Time Period3 Months [change]
DirectionMoves Together 
StrengthStrong
Accuracy100.0%
ValuesDaily Returns

BCE Inc  vs.  Unitronix

 Performance 
       Timeline  
BCE Inc 

Risk-Adjusted Performance

9 of 100

 
Weak
 
Strong
OK
Compared to the overall equity markets, risk-adjusted returns on investments in BCE Inc are ranked lower than 9 (%) of all global equities and portfolios over the last 90 days. Despite nearly stable basic indicators, BCE is not utilizing all of its potentials. The current stock price disturbance, may contribute to mid-run losses for the stockholders.
Unitronix 

Risk-Adjusted Performance

13 of 100

 
Weak
 
Strong
Good
Compared to the overall equity markets, risk-adjusted returns on investments in Unitronix are ranked lower than 13 (%) of all global equities and portfolios over the last 90 days. In spite of fairly fragile basic indicators, Unitronix showed solid returns over the last few months and may actually be approaching a breakup point.

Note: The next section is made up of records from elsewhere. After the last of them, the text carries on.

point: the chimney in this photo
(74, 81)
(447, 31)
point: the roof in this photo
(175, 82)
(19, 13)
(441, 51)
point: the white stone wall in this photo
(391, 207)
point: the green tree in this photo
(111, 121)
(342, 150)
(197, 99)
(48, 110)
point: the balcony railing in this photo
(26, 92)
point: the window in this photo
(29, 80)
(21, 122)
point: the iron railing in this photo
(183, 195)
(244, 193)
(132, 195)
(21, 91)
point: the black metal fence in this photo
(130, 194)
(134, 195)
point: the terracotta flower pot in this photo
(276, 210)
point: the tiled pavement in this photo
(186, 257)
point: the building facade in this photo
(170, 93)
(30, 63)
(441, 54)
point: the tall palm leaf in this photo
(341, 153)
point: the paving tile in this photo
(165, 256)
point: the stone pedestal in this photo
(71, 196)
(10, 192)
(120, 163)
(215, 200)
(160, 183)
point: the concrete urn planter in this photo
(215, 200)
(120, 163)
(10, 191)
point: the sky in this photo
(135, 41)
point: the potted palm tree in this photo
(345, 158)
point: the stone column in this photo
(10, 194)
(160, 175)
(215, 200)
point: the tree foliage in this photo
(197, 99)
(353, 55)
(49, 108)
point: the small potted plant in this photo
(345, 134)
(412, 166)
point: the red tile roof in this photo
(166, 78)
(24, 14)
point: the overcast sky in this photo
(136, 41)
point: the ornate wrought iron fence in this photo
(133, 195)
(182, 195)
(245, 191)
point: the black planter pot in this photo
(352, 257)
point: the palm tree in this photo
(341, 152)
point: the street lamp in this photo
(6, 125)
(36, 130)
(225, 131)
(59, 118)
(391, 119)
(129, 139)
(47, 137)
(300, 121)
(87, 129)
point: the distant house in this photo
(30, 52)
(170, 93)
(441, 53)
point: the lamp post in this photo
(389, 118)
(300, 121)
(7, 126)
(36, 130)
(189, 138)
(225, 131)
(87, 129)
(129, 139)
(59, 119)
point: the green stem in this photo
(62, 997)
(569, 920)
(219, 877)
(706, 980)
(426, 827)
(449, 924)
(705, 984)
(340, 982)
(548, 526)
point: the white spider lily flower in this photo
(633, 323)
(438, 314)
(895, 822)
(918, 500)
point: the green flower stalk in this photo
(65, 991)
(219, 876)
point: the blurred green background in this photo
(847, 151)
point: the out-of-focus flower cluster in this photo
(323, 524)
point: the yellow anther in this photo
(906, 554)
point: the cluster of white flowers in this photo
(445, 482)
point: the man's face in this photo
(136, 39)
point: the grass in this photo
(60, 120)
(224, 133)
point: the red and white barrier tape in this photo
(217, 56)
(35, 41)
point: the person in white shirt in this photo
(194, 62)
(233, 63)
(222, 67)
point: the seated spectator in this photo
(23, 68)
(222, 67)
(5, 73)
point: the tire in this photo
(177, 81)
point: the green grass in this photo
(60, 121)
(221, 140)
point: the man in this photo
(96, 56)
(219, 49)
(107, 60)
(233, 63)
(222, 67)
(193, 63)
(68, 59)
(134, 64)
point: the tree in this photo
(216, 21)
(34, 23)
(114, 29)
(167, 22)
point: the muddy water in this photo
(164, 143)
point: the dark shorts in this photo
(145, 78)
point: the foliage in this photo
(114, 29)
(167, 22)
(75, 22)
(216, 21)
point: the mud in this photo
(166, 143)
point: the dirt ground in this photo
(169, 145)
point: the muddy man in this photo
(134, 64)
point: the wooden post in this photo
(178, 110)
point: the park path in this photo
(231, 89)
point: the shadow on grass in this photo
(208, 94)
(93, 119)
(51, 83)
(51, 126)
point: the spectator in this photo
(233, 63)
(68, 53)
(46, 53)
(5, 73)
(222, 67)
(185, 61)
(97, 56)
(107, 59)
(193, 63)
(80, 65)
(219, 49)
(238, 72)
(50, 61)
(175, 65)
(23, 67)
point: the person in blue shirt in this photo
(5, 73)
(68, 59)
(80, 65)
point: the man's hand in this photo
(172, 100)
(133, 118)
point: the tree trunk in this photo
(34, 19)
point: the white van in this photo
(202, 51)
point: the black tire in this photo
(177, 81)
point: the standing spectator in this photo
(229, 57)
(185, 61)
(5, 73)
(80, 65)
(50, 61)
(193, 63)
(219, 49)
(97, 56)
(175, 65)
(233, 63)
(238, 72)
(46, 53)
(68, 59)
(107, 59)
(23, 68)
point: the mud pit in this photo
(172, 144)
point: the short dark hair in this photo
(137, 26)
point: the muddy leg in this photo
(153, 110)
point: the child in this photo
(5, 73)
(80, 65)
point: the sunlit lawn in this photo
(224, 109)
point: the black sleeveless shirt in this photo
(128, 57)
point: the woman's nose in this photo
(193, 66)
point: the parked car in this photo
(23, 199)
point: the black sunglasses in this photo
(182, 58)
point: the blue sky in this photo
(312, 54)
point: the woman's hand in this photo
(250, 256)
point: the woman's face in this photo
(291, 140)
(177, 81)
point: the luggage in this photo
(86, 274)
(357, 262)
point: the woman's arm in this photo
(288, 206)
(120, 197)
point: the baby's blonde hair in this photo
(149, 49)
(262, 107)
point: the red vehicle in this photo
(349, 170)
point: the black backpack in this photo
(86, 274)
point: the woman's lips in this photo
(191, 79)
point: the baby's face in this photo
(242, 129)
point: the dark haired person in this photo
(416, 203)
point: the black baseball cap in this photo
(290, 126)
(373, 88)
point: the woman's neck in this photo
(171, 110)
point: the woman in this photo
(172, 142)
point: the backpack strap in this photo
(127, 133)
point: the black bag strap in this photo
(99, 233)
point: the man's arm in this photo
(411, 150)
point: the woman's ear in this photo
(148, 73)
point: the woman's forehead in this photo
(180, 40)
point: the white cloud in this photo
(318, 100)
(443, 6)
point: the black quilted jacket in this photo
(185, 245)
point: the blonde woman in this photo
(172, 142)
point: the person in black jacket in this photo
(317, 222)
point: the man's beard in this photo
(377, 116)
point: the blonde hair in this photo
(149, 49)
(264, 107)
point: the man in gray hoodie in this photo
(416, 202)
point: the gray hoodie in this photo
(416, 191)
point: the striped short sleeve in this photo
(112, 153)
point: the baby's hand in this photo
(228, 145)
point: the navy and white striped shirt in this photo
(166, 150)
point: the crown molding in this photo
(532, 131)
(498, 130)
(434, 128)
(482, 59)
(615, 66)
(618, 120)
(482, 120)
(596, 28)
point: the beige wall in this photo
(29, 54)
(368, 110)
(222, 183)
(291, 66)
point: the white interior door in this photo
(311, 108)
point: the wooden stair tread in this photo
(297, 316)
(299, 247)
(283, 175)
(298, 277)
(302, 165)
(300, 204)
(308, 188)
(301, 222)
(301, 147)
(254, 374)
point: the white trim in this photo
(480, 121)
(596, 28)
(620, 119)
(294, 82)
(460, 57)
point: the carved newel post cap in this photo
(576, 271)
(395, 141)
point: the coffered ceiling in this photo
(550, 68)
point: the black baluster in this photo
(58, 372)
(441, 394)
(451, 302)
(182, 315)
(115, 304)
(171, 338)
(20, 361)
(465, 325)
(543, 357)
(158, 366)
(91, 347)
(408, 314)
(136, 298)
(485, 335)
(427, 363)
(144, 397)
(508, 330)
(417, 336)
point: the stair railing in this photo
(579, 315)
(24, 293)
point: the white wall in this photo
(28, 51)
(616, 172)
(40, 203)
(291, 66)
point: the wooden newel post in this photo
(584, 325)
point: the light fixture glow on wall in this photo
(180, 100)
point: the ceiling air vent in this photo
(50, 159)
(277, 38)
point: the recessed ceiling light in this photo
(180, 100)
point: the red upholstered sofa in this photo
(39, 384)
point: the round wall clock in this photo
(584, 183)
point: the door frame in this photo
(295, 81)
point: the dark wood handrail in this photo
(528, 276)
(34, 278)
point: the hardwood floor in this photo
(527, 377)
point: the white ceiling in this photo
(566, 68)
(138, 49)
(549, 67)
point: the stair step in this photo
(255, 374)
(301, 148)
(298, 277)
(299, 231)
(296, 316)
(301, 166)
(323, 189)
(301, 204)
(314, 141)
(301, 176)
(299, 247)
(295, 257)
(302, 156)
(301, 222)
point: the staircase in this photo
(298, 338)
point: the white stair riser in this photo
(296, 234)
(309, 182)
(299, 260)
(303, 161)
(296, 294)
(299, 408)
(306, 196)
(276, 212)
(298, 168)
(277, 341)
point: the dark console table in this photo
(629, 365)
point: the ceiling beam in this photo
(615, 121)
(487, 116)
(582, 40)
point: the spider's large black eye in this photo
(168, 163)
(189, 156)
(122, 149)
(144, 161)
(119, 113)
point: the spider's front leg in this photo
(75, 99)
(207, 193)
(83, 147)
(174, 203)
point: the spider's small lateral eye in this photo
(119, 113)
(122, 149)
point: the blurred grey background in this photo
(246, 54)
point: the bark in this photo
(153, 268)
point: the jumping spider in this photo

BCE and Unitronix Volatility Contrast

   Predicted Return Density   
       Returns  

Pair Trading with BCE and Unitronix

The main advantage of trading using opposite BCE and Unitronix positions is that it hedges away some unsystematic risk. Because of two separate transactions, even if BCE position performs unexpectedly, Unitronix can make up some of the losses. Pair trading also minimizes risk from directional movements in the market. For example, if an entire industry or sector drops because of unexpected headlines, the short position in Unitronix will offset losses from the drop in Unitronix's long position.
The idea behind BCE Inc and Unitronix pairs trading is to make the combined position market-neutral, meaning the overall market's direction will not affect its win or loss (or potential downside or upside). This can be achieved by designing a pairs trade with two highly correlated stocks or equities that operate in a similar space or sector, making it possible to obtain profits through simple and relatively low-risk investment.
Check out your portfolio center.
Note that this page's information should be used as a complementary analysis to find the right mix of equity instruments to add to your existing portfolios or create a brand new portfolio. You can also try the Performance Analysis module to check effects of mean-variance optimization against your current asset allocation.